Le projet est véritablement lancé en juin 1991, grâce à un partenariat avec Volkswagen. Ainsi naît la société SMH-Volkswagen SA. Le projet avance mais, en janvier 1993, Volkswagen se désengage de l’aventure. De multiples prétendants se manifestent. Mercedes-Benz, déjà lancé sur l’étude d'un véhicule de petite taille dès 1993, se montre le plus persuasif. En mars 1994, un contrat avec le groupe d’horlogerie SMH est signé afin de poursuivre le projet déjà bien avancé de la future Smart. Cette union aboutit à la naissance de la MCC (Micro Compact Car SA). Son siège est à Bienne (Suisse). 51 % des parts sont allemandes, détenues par Mercedes.
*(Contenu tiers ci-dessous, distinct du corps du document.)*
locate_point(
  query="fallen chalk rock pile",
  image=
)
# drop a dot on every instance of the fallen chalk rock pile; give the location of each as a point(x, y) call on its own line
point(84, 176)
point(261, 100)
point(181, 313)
Les 49 % restants sont la propriété du groupe suisse qui devient Swatch.  

1997 : première présentation de la Smart

Schuco_Piccolo_Smart_City_Coupe_1/87

Dès la fin de l’été 1994, les préoccupations de MCC tournent autour de la recherche d’un site de production. Mercedes dévoile le choix de son unique usine à la fin de l’année : Hambach (prononcez « Ambar »), en Moselle, fabriquera la Swatchmobile dans ses différentes versions. « Smartville » est née ! En 1995, Daimler Benz et Chrysler fusionnent pour créer la société Daimler Chrysler.
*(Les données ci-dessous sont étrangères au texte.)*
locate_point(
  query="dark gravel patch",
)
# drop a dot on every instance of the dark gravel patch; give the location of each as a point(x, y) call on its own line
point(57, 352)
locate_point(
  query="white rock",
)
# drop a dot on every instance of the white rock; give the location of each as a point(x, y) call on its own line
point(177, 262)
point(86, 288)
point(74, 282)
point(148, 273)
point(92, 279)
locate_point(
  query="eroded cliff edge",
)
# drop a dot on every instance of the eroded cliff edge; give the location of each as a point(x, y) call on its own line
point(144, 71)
  • Mai : la future voiture est rebaptisée Smart Swatch Car.
  • Septembre : le concept est officiellement présenté au salon allemand de Francfort.
  • Octobre : la première pierre de l’usine de Hambach est posée.
  • Novembre : la société MCC France voit le jour.
  • Septembre 1996 : Smart reçoit le Grand Prix du Design 1996.
  • Juin 1997 : l’ancienne usine Daimler Benz de Berlin se reconvertit dans la fabrication des moteurs de Smart.
La nouvelle petite Smart est présentée pour la première fois en septembre 1997, au 87e salon de l'automobile de Francfort. Mais, alors que l’on approche de la série, SMH se désengage du projet en vendant une partie de ses parts à Mercedes. En octobre, les présidents français (Chirac), allemand (Kohl) et suisse (Cotti) inaugurent Smartville, le site de production mosellan. En décembre de la même année, SMH réduit encore sa participation offrant à Mercedes plus de poids dans ses décisions.

 
L’échec au test de l’élan retarde sa commercialisation

Le 18 décembre 1997, c’est l’horreur : la petite Smart rate le test de l’élan, également appelé test de la baïonnette. D’origine scandinave, ce test consiste à donner un violent coup de volant à droite puis à gauche, comme pour éviter un élan surgissant brusquement d’une forêt. Il permet de vérifier les aptitudes dynamiques d’une voiture en vue de son homologation. Au volant de la Smart, une femme, déstabilise la petite voiture au point de la retourner. De la femme ou de la voiture, qui est responsable ? Toujours est-il que cet incident porte un profond préjudice à MCC. La date de commercialisation est repoussée à juillet 1998. Pour ne pas rater une nouvelle fois le test de l’élan, la voiture subit de nombreuses et coûteuses modifications. La baisse de la garde au sol et le montage d’un système permettant le contrôle de trajectoire (ESP) sont désormais des équipements proposés de série.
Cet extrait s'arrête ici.